『孤独を生きる』

著者 齋藤孝
発行所 株式会社PHP研究所
定価 本体1000円+税

概要

SNSで人と繋がることが当たり前とされているこの時代、「孤独」というものはとかく悪いものと思われがちです。しかし本来「孤独」とは、自分を成長させるために必要な時間です。自らの意思で独りを選択する「単独者」として自分を磨く。その方法をレクチャーした一冊です。

感想

独りの時間をマイナスに捉えずに強く生きる。現代人に必須のスキルだと言えますね。

現代は人との繋がりにおいて、アンビバレンスな状態になっているのではないでしょうか。
一昔前に比べると、一人の過ごし方は多様になってきたように思います。一人カラオケや一人焼肉が定着したように、一人で遊ぶという事に対してのハードルは下がっています。映画や音楽のサブスクも充実しており、一人で楽しめるコンテンツが充実してきました。
かといって、独りを満喫している方を「リア充」とは言わないでしょう。友達や仲間と楽しむことの方が良いとされる傾向にあり、一匹狼は死語になりつつあります。

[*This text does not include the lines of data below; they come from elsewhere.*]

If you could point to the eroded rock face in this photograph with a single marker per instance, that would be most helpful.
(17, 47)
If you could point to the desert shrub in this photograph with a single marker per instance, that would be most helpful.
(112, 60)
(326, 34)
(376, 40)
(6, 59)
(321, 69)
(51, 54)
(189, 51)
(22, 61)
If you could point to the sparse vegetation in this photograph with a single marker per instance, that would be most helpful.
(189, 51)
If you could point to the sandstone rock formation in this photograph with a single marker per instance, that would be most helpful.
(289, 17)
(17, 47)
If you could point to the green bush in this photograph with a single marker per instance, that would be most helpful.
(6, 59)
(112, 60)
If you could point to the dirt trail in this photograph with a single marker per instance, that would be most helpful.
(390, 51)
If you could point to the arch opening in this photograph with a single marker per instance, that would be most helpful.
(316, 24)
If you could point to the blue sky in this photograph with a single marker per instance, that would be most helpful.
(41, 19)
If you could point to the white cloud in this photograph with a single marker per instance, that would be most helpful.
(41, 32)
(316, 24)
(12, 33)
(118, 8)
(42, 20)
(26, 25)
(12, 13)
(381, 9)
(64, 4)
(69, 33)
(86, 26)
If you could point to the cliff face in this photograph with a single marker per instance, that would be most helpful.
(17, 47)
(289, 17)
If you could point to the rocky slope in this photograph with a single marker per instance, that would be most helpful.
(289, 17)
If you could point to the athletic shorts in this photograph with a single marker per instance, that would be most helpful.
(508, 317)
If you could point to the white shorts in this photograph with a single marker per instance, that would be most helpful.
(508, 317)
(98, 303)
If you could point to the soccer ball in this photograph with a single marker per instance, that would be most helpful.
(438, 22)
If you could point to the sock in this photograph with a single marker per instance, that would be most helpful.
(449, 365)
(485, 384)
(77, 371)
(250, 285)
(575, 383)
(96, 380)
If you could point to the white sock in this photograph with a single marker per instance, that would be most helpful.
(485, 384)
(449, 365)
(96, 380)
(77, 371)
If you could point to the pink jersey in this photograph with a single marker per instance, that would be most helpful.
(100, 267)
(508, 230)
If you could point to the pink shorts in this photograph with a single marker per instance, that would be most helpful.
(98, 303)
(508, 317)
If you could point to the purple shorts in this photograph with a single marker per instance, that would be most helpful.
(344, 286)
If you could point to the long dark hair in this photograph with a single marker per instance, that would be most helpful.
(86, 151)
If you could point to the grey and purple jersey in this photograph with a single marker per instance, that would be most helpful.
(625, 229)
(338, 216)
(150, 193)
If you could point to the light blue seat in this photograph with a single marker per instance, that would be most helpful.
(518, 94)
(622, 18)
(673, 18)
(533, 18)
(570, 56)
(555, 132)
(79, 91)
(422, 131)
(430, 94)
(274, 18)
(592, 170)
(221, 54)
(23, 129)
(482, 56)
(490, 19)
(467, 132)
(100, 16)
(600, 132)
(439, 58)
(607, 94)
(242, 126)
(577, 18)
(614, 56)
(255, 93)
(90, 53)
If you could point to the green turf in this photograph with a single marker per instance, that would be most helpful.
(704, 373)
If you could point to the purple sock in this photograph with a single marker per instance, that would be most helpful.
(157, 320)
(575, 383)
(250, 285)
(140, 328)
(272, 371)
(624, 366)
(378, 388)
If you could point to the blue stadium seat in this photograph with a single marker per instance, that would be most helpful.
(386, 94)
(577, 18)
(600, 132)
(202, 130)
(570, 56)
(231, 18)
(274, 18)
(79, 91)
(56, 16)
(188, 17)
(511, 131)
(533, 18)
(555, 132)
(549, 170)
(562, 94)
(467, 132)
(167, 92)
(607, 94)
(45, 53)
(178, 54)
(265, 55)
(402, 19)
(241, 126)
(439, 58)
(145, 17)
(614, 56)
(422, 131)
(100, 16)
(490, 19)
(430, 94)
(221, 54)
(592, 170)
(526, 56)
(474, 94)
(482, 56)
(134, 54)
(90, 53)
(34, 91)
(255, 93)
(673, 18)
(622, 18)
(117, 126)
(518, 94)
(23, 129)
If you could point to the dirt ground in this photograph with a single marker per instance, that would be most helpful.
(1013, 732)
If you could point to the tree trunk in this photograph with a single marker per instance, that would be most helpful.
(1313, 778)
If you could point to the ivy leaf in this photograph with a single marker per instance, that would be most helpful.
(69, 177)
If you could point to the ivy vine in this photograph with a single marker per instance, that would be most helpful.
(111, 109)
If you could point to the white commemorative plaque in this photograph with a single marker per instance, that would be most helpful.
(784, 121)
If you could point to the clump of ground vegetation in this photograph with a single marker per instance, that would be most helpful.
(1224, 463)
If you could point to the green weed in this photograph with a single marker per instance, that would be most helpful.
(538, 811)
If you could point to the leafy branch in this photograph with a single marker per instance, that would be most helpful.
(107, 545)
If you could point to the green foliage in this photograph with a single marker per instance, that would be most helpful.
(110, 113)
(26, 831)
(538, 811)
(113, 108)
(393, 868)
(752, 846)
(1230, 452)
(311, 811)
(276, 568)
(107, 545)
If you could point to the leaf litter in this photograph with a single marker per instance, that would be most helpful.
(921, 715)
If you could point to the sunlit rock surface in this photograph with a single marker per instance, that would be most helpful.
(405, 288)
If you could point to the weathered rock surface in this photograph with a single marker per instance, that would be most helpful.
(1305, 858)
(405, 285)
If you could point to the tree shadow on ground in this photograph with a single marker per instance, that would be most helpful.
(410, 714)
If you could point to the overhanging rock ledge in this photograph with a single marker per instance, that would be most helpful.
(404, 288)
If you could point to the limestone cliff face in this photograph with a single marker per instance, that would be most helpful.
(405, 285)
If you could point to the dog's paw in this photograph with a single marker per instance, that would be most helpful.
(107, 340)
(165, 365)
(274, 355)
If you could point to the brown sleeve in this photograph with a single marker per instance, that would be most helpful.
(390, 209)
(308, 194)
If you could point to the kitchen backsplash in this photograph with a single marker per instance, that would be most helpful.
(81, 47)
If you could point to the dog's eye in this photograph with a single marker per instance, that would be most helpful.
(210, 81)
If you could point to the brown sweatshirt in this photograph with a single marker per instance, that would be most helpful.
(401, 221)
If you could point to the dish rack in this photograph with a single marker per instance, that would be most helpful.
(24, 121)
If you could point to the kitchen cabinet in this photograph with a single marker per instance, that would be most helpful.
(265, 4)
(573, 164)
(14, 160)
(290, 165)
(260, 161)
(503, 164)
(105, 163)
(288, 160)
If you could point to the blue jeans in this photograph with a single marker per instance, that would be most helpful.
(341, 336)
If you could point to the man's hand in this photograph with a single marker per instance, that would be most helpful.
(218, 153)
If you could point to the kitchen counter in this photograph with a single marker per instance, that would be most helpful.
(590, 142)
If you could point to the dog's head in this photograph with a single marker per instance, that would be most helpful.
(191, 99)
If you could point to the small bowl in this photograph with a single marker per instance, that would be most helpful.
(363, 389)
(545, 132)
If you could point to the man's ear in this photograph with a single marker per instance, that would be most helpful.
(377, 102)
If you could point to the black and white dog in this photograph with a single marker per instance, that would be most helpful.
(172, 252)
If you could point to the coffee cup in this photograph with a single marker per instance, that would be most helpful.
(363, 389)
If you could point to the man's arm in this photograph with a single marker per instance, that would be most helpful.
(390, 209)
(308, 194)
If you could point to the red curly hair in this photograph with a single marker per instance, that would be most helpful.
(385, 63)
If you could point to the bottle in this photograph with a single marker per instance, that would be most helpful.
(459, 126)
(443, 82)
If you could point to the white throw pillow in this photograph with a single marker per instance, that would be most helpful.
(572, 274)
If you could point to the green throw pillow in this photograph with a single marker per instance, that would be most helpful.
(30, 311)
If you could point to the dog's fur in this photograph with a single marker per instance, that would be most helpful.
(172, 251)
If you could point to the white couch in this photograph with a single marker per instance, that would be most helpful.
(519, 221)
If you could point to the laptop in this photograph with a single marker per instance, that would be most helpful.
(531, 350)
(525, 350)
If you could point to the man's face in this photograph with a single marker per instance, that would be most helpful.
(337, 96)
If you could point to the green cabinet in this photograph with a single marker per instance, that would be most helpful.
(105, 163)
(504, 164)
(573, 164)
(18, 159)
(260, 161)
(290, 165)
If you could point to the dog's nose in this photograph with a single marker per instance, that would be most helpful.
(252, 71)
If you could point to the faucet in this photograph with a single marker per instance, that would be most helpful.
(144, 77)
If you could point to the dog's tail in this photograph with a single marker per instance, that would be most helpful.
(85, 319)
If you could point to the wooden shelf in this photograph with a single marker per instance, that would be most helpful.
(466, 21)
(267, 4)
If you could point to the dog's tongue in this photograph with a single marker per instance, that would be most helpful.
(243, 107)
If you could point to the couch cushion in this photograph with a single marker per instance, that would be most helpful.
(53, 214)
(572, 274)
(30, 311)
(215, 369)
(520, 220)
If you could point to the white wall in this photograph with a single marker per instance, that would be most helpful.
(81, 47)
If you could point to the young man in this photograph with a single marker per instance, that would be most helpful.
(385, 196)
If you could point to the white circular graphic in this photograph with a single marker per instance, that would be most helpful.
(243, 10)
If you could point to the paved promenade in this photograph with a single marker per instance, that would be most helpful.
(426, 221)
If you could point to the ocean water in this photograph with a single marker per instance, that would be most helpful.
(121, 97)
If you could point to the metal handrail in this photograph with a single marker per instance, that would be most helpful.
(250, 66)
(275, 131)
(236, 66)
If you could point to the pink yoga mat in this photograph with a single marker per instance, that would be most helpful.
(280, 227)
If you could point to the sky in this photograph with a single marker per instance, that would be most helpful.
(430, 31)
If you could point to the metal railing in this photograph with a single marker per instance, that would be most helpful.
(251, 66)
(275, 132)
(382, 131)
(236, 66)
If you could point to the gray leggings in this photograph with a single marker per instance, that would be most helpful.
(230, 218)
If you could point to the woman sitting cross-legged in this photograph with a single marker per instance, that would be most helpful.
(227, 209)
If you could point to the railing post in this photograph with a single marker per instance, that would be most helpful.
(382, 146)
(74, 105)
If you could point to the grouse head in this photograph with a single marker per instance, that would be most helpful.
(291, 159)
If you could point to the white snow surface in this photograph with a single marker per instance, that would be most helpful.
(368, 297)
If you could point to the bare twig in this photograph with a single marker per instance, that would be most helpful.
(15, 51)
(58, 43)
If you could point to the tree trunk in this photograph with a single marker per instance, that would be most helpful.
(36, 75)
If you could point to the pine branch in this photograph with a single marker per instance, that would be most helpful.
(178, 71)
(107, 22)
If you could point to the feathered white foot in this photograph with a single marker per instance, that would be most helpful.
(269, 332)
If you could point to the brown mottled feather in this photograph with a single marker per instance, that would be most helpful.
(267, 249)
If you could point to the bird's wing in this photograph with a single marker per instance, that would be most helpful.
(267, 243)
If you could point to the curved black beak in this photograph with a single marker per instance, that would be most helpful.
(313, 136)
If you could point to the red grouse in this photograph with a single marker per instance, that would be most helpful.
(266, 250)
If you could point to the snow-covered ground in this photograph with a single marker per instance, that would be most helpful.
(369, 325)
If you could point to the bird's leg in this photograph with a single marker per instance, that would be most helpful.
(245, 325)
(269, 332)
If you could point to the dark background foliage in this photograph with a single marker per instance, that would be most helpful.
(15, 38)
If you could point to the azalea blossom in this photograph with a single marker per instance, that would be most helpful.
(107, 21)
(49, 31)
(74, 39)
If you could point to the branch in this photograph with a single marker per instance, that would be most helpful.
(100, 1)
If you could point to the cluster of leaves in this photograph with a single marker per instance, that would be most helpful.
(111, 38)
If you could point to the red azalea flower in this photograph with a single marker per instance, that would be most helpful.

そんな中で、孤独感に浸らないための生き方を著書がレクチャーしています。

本は孤独を打ち消す

「私淑」という言葉があります。直接師事を受けることができなくても、その人の言葉や生き様を通して学ぶ、「心の師匠」として教えを乞う行為を指します。本は、私淑を行うための最適な方法の一つです。私淑を通じて、一人で行っているはずの学びでも孤独感に浸らなくなります。
著者は読書の有用性を別の著作でも語っています。そんな著者が本作で述べる、孤独を感じないための読書のコツは以下の三点です

  1. 著者の生きた時間を「著者とともに共有する感覚」で読む
  2. 「主人公と共に成長する」つもりで読む
  3. ”孤独の十字架”を背負ってもらう

著者や登場人物の心情に近づきつつ、自分事として捉える。それでありながら、自分が体験したら潰れてしまうであろう出来事への懊悩等の要素を味わう。学びながら感情を動かされる、そういった読書ができているのならば、孤独を感じている暇などないでしょう。

推しは必要か?

本著では、自分にとってお気に入りのアイドルやアーティスト、いわゆる「推し」がいると、独りでも孤独感が生まれず、生活が豊かになるというものです。この点についてはその通りだと思うのですが、「推し」が生まれることについての弊害も感じます。

  • 周りを疎かにしがちになる
    自分の推しを優先的に考えすぎて、周りとの調和がとれなくなる可能性が高くなるという事があります。アイドルのイベントに出るために仕事を休む、食費や生活費をギリギリまで削ってグッズを買う。
    本人は節度を守っていると思っているのでしょうが、端から見ると常軌を逸しているように見える時があります。同僚や伴侶だと、苦言を呈したい程のものである場合もあるでしょう。自分のパートナーが生活費を脅かす程に、ギャンブルやブランド物の高級品に費やしている状態を想像してもらえればわかりやすいと思います。
  • 自分も疎かになりがちになる
    推しにお金と時間を使うという事は、それだけのリソースを自分に使えていないことになります。その結果、推しへの理解は深まり、グッズは増えたものの、自分自身は何も変わっていないということになります。個人的にこれはかなり怖いことだと感じます。なまじ毎日の生活に充実感があるので、自分の成長に目が向かなくなるのです。
    アイドルに年何万、何十万と費やしている知人を知っていますが、服装には気を遣っていなかったり、何か勉強しているわけではないようでした。推しに使うリソースの半分くらいは自己投資やほかの何かに使った方が、人生がもっと豊かになるのではないかと議論したこともあります。

「推し」自体、生活に張りが出るという点で有用なものでしょう。「自分が楽しめているから口出しされる必要がない」と言われれば、ぐうの音もでません。しかし、友人と同じように、推しとも適切な距離感が大事なような気がします。友や伴侶、そして自分自身を「推し」とする考えも肝要です。